Japanese animation has grown tremendously in popularity over the years. A once local phenomenon has become a worldwide past time. Heavy translation of both manga comics and animated series has lead to a global fascination with the unique culture and interesting stories told through anime. Anime classifies a whole array of categories that cater to many different audiences. There are children, adult, and countless other types of animated series to satisfy any interest.
Action Based Animation
Perhaps the most common type of anime is the action adventure story. There is a hero and he embarks on some journey or quest. This popular story line however, is often presented in new and intriguing ways. Animation can bring an old and tired plot device into a new light, creating excitement and interest in fantasy characters. Some of these shows quickly fall flat, while others like Naruto air for years, clearing hundreds of different episodes and maintaining a incredible following of viewers.
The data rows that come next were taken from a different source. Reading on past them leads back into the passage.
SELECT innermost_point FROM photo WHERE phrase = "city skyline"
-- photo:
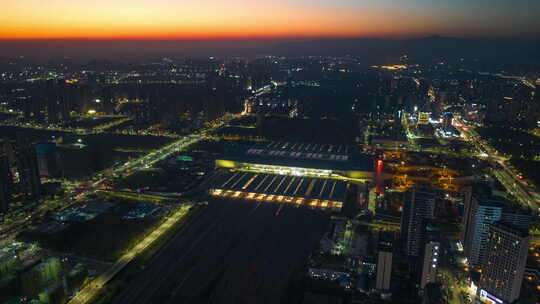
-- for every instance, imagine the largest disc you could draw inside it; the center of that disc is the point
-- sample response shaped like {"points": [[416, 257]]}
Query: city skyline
{"points": [[283, 19]]}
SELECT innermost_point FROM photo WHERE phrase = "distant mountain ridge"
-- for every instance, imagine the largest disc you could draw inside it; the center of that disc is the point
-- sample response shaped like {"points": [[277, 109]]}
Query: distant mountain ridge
{"points": [[428, 48], [372, 49]]}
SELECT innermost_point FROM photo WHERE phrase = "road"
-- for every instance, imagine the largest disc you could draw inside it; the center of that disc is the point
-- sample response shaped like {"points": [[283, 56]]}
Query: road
{"points": [[504, 174], [90, 291], [146, 161], [236, 252]]}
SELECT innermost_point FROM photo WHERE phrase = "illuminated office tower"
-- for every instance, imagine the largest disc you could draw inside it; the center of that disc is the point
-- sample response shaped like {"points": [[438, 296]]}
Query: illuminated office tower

The only issue with this type of series is maintaining interest. Driving a simplistic plot through three hundred episodes is no easy task. The journey often consists of a number of throw-away episodes known as filler allowing the story and it’s plot line to stay ahead of the curve. These episodes can detract from the overall excitement of a series and cause lasting damage to a brand name if they aren’t developed correctly. Keeping a long running series packed with excitement is a problem facing any kind of TV show, not just anime.
Drama and Thrillers
Another adaptation seen in popular animation are short stories that target an older audience. Death Note comes to mind as a particularly well executed thriller. It tells the story of a boy who is granted god-like powers of life and death and can use them at a whim. Dark themes clouded by ethics and moral dillemas run throughout the series, making for an interesting and exciting ride. The audience, a smaller and older group of people, is less specialized since they don’t need to watch hundreds of episodes to reach the shows conclusion.
Both types of series can present exceptional commercial success. Naruto is an obvious slam dunk for the producers, who have targeted a specific audience and delivered flawlessly. This combination is not easy to achieve. Establishing a fan base and keeping them satisfied with the direction of the series might be easy for awhile, but somewhere around the 300th episode it might get a bit difficult. Shorter series will always hold a bit of higher regard because they are cleaner and unblemished by silly side plots.